Microsoft is adding elements of the Metro user interface -- which is already familiar from Windows Phones and the forthcoming Windows 8 -- to its Xbox 360 games console. Metro's key feature is that it replaces dumb icons with "Live Tiles" that provide information at a glance, without the user having to run an app.
Metro also furthers Microsoft's long-established "three screens and a cloud" strategy, where users will be able to leave something they are doing on one platform and continue it seamlessly on another. For example, someone watching a streamed movie on a Windows Phone should find it automatically continues from the same place on a PC or Xbox. Users will also be able to buy a movie on one device and watch it on any other Windows Live device; for a typical example, someone could choose and buy a movie on their Windows Phone on the way home, then watch it on their TV, via their Xbox 360.
Tiles on the Dashboard
A new blog post, Xbox.com: Enhanced! New Social & Video Sections, says that the current My Xbox screen will be replaced by a new Social page, which is a harbinger for the new Dashboard interface. "At the top of the Social page, you’ll [find] a group of tiles in the new Microsoft style we lovingly call Metro. Watch this spot for links to Xbox LIVE events, previews of the hottest new items on Marketplace, new video and game releases, Gamer Spotlight, and more," says the post.

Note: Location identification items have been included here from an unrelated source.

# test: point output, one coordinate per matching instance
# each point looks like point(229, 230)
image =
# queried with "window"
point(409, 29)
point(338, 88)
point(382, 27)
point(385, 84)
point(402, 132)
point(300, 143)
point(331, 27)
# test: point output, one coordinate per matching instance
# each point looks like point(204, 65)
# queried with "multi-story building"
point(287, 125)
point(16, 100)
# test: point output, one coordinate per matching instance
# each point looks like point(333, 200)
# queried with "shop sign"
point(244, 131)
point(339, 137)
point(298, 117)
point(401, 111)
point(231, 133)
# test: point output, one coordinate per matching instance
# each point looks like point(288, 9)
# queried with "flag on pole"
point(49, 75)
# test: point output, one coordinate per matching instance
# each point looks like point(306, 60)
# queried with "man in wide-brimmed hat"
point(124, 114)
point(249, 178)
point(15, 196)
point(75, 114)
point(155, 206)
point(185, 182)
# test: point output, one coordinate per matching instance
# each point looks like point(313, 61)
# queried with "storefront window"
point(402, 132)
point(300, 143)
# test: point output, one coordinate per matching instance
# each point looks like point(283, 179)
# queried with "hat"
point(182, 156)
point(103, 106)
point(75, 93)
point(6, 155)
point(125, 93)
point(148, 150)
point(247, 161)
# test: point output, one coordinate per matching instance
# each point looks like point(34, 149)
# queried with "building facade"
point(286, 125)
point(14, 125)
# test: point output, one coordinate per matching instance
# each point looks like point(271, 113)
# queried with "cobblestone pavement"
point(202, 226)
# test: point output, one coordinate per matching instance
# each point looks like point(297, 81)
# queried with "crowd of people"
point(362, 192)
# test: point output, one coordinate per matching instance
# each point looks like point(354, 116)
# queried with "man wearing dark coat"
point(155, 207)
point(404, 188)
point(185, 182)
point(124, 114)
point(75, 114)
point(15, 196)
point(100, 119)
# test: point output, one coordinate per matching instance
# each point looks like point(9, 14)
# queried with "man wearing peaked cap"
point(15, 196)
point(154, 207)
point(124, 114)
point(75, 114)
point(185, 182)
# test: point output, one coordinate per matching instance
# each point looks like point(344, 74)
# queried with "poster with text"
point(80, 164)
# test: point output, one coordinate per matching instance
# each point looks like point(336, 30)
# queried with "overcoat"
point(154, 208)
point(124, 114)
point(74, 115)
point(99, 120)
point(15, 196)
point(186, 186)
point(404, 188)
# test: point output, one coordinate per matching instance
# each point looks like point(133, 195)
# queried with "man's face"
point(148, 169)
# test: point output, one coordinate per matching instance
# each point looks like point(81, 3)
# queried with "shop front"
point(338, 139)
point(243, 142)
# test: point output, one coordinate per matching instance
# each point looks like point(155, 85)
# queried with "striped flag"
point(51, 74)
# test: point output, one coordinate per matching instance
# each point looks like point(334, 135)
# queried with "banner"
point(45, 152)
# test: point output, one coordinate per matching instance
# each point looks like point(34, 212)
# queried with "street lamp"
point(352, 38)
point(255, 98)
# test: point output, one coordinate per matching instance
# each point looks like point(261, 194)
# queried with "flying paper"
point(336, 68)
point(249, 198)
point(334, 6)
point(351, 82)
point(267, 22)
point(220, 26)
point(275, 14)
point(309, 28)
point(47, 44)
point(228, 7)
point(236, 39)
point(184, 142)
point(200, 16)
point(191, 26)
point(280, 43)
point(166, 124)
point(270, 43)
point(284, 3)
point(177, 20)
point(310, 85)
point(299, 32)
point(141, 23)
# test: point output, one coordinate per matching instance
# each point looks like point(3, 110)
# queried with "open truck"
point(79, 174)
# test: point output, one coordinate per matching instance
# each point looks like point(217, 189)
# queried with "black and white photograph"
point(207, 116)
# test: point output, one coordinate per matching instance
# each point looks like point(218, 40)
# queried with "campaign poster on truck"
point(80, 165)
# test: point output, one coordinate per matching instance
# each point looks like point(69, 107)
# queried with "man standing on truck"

There's a screen grab below.
The new Xbox Live Dashboard, which may start appearing on November 15, is also expected to include Bing search, access to YouTube videos, deeper Facebook integration, cloud storage and other features mentioned in Microsoft's appeal for testers to join its Public Preview Program. (Windows Phone also includes a "Bing button", an Xbox hub that displays your gaming avatar, and 25GB of integrated storage online in SkyDrive.)
The Dashboard will also extend voice and gesture control, implemented via the Kinect add-on.
Kinect provides a further example of Microsoft's integration strategy. At launch, Kinect was the fastest-selling consumer product ever, and it was rapidly adopted by researchers and academics as a cheap way of exploring gesture control. Microsoft is now preparing a Kinect SDK for Windows that will enable the device to be used for commercial purposes. (See my previous post, Microsoft starts pitching Kinect for business use.)
Businesses rarely pay any attention to the Xbox 360. However, it provides an extremely cheap way to acquire a powerful triple-core processor (based on a customised IBM PowerPC design) and high-end graphics processor. With Kinect, it also provides voice and gesture control, which could be used in consumer-facing presentations and displays.
It's not clear how far Microsoft's integration strategy will go beyond Metro. Currently, the "three screens" -- PC, Windows Phone and Xbox/TV -- all have different operating systems, and it's conceivable that these could converge in the future. The anonymous "MS nerd" has recently suggested that the next Xbox will run Windows 9 on a custom-designed ARM processor. (The Xbox 360 uses a modified Windows NT core.) However, Windows 9 will not be used on Windows Phone because Microsoft and Nokia plan to take Windows Phones down to very low price levels. This is essential if it is to replace Nokia's Symbian.